Annual Report & Financial Statements 2021

05

Chairman’s Statement continued

60 High Street, Sittingbourne

Barry Parade, Peckham Rye

This shop property was sold in May to the tenant for
£450,000. We provided a loan of £350,000 secured on the
property to assist the tenant’s purchase. We charged a
high rate of interest and shortly before the year end the
tenant paid off £150,000 thus leaving £200,000
outstanding due for repayment in May 2023 (post year
end date a further £75,000 was paid).

Acquisitions
In January 2021 we exchanged contracts to purchase a
substantial freehold factory and warehouse in Trowbridge,
Wiltshire, of approximately 96,000 sq. ft. of usable space
situated in approximately six acres of industrial land. This
property is situated on one of the best industrial estates in
Trowbridge where demand should be good. The contract
price agreed is £3,300,000 with a delayed completion of
between 15 and 30 months depending upon timing of the
completion of the vendors’ new building. Should it be
necessary for a further delay, the vendors have agreed to
pay a rent of £340,000 p.a. until they vacate.

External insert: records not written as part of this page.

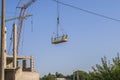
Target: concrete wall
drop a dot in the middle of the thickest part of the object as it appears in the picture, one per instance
(18, 74)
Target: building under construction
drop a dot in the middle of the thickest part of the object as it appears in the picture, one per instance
(14, 67)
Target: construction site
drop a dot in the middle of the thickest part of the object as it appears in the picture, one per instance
(10, 67)
(14, 66)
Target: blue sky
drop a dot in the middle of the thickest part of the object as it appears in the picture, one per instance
(90, 37)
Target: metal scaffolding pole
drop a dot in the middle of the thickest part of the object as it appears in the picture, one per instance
(3, 43)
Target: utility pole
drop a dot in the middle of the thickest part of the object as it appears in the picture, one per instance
(3, 43)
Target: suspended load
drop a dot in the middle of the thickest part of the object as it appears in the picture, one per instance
(62, 38)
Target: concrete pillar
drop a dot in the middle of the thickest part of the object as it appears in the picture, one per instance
(5, 47)
(17, 64)
(24, 64)
(32, 63)
(14, 45)
(3, 41)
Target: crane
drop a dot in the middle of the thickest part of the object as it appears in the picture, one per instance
(20, 21)
(10, 19)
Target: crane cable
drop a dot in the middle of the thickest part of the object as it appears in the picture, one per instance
(87, 11)
(58, 19)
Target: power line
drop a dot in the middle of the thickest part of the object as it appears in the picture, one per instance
(87, 11)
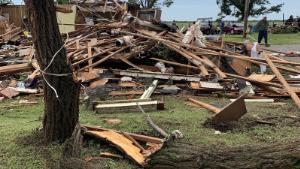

This purchase will further diversify our portfolio by adding
this industrial investment. The spread and variety of rental
streams within our portfolio helped us to pass through the
pandemic with relatively few issues.

Completion is now expected in June 2022 and we have
already received approaches for the property, some to
purchase, but we would prefer to let the property and
retain as an investment as with a 9 metre eaves height and
good circulation and loading facilities, it should have a
premium rental value.

Developments

Broadstairs

At long last this development is finished, with Tesco
trading successfully in the shop unit since June 2021 and
all twelve flats will shortly be fully let on assured shorthold
tenancies and producing a combined total rent of
£185,000 p.a. This is a quality addition to our portfolio.

Swindon

The problems with regard to the council’s requirements
for this scheme have nearly been resolved allowing us to
move forward shortly with the planning permission. The
redevelopment of this site in the centre of Swindon will
soon proceed to the next stage.

This potentially attractive scheme is still delayed by
the council’s ever changing and increasing costly
requirements. We are still working on our appeal to take it
out of the intransigent council’s hands.

Peterborough

The former Beales store in Peterborough, currently partly
occupied by New Start 2020 Limited, trading as Beales, is
in the final stages of preparation prior to submitting a
planning application for a large mixed-use development
of shops/offices and 125 residential units whilst retaining
a substantial part of the existing attractive Edwardian brick
building façade. The current older style department store
contains approximately 145,000 sq. ft. of space unsuitable
for current retail markets.

Tenant Activity
During the year we also let or renewed circa 110 tenancies
– the overall movement in the annual rent roll (letting and
losses) resulted in a reduction of approximately £664,000.
This decrease was primary due to the loss of our tenant in
Maldon in November 2021 which had a negative effect on
the rent of £600,000 p.a. but was offset by two new
factory lettings at Tenbury Wells at rents totalling
£170,000 p.a. The Tenbury Wells letting was particularly
pleasing as these factories had been vacant for a number
of years.

In addition to the above reduction in annual letting income,
we provided approximately 30 tenants concessions to
assist where possible at a total cost of £230,000 for the
year (however these are one off short term concessions
and not permanent adjustments to our rental income).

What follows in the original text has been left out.